The issue, though completely meaningless, is rather good fun even if one or two of the depicted creatures are rather creepy (snake and vampire bat) but I suppose that creepy creatures, along with a cuddly koala, are just what appeal to children. Of course the total face value of £6.05p will have little appeal to children and adults alike. Rating:- ***.
The Fun Fruit and Vegetable stamps of 2003:-
Royal Mail is to issue another one of its overpriced "Commemorative sheets" (total face value £6.40p but sold for an outrageous £14.95p). This issue will commemorate a worthy subject - the Centenary of the first ANZAC Day and will be made up of 10 "Poppy" stamps with attached labels as part of its ongoing series of issues which commemorate the centenary of The First World War. Rating:- ***.
A few weeks ago I was on board a ship that was cruising along the coast of Mozambique. The weather was quite poor for much of the trip but the ship called at some small coastal towns which had post offices. At Inhambane, the sea was so rough that I declined to get into a zodiac boat and so missed the chance to visit the post office there but another passenger, rather braver than I, did go ashore and told me that he called at the post office to buy a stamp to put on a postcard to send home to England. He told me that there were NO postage stamps available at the post office and that he was given a label, presumably computer-generated, to put on his card. Unfortunately I did not get to see the item.

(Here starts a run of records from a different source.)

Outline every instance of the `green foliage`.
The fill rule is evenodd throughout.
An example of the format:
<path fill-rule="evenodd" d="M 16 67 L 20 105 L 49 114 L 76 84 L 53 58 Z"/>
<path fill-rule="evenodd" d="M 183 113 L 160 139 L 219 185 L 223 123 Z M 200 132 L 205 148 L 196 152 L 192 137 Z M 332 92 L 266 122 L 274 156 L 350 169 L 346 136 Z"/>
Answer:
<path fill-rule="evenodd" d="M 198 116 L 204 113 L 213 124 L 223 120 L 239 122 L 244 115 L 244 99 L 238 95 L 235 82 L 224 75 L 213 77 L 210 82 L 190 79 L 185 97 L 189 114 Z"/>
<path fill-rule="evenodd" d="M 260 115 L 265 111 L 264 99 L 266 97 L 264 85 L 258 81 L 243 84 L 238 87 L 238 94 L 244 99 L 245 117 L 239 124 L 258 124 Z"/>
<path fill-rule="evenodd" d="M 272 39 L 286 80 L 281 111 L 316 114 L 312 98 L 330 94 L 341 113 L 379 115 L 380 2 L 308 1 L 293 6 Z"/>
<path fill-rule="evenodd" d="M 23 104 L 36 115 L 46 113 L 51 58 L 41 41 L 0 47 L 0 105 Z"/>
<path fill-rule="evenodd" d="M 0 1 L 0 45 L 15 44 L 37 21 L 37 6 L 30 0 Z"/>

We also called at Mozambique Island, a very interesting UNESCO World Heritage Site. I visited the post office there which was open but, strangely, with no-one around to serve any customers, not that there were any apart from myself. A motor scooter drove right into the post office and the rider dismounted and turned out to be the post office clerk. Being unable to speak Portuguese, I struggled to communicate that I wanted to buy stamps for use on postcards and eventually the counter assistant understood my needs but told me that they had NO postage stamps. The office was closing for the Muslim holiday but the clerk took time to show me what he did have for sale - postcards but not pre-stamped.
Despite not obtaining any stamps I did discover what was important to me to know - that it did not appear that postage stamps were in regular use and, very importantly, the vast number of items produced by Stamperija appear to receive no usage whatsoever, at least in these 2 ordinary post offices. But I suppose that is not really at all surprising.

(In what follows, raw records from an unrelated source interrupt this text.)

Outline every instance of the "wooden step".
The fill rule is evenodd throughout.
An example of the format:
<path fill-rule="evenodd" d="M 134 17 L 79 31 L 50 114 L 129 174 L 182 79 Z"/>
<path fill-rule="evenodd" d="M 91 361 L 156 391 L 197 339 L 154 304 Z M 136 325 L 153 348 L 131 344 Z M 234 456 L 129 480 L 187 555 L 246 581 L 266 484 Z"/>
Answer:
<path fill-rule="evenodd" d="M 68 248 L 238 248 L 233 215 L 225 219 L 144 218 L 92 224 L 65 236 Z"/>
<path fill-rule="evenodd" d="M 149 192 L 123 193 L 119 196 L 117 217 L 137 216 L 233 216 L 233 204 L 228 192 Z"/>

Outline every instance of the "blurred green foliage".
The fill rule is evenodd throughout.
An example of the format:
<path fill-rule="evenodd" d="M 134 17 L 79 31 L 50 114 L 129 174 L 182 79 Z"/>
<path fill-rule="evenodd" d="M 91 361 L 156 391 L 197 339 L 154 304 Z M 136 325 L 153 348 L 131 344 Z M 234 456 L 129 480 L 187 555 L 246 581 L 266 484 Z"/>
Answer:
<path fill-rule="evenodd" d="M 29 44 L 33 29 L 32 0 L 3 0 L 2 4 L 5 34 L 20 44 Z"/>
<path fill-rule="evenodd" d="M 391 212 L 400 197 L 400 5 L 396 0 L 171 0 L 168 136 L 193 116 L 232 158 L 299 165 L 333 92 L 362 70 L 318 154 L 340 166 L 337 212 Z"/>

And while I'm on the subject of Mozambique, has anyone seen this stamp which is said to have been issued on 29 November 2013? I once saw a sheet of 25 being offered for sale on an Internet auction site and recall that when Stamperija added it to a list of their more typical products it was stated the items were sold out. You can find it pictured on the websites of dealers who sell Stamperija products but all of them state that it is sold out.
Although the subject has no real relevance to Mozambique, it looks to me as though it may have actually been sold in Mozambique for use on ordinary mail given that it was produced in ordinary sheets with a face value that would be compatible with postal rates. I wonder if it was a stamp that was donated to the Mozambique Post Office by The Chinese People's Republic as we have seen happen with stamp issues of other countries. I wonder if it will turn up on an item of mail one day.
IGPC has released some new items in the name of the postal administration of Tanzania.
There is a sheetlet of 3 different stamps on the subject of Birds of Africa and 1 sheetlet of 4 different stamps and 1 miniature sheet on the subject of the Grey Crowned Crane. The date of issue is not yet known. Rating:- **. Post scriptum:- update in Blog 741.